Quando a guerra acabou, Halvorsen voltou ao seu país e assumiu um cargo dirigente nas estruturas do futebol norueguês. Harden, o oficial da SS, foi julgado por crimes de guerra e condenado a 15 anos de prisão, tendo sido libertado após quatro anos e meio no cárcere, mas sem arrependimentos sobre o seu papel no terror nazi. Em liberdade, a celebridade desportiva de Harder foi recuperada e o seu passado nazi escondido debaixo do tapete. Quando morreu, em Março de 1956, foi enterrado com uma bandeira do Hamburgo a cobrir o caixão. Um ano antes, em Janeiro de 1955, Halvorsen fora encontrado morto num quarto de hotel.

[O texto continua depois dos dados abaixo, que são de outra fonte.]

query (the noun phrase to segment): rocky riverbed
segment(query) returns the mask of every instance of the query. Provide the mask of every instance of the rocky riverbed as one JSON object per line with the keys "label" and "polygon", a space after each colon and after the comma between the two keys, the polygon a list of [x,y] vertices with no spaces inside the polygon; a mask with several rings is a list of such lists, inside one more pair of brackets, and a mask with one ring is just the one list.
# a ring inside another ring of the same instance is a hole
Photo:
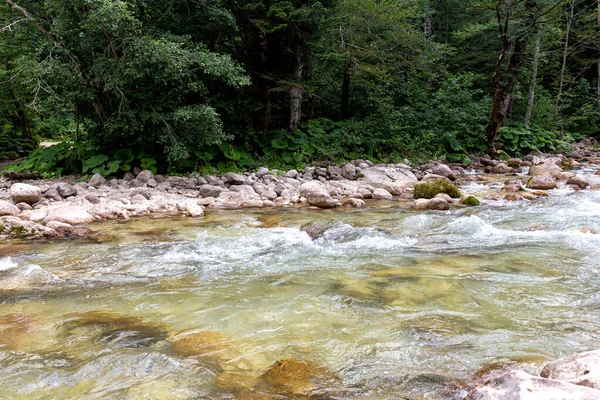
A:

Não se sabe exactamente se os dois homens voltaram a falar depois da guerra, mas tiveram oportunidade para tal em 1953, num jantar que antecedeu um Alemanha-Noruega em Hamburgo de qualificação para o Mundial de 1954 (em que a Alemanha seria campeã). A presença de Halvorsen nesse jantar está confirmada e documentada, quanto a Harder apenas se sabe que terá sido convidado.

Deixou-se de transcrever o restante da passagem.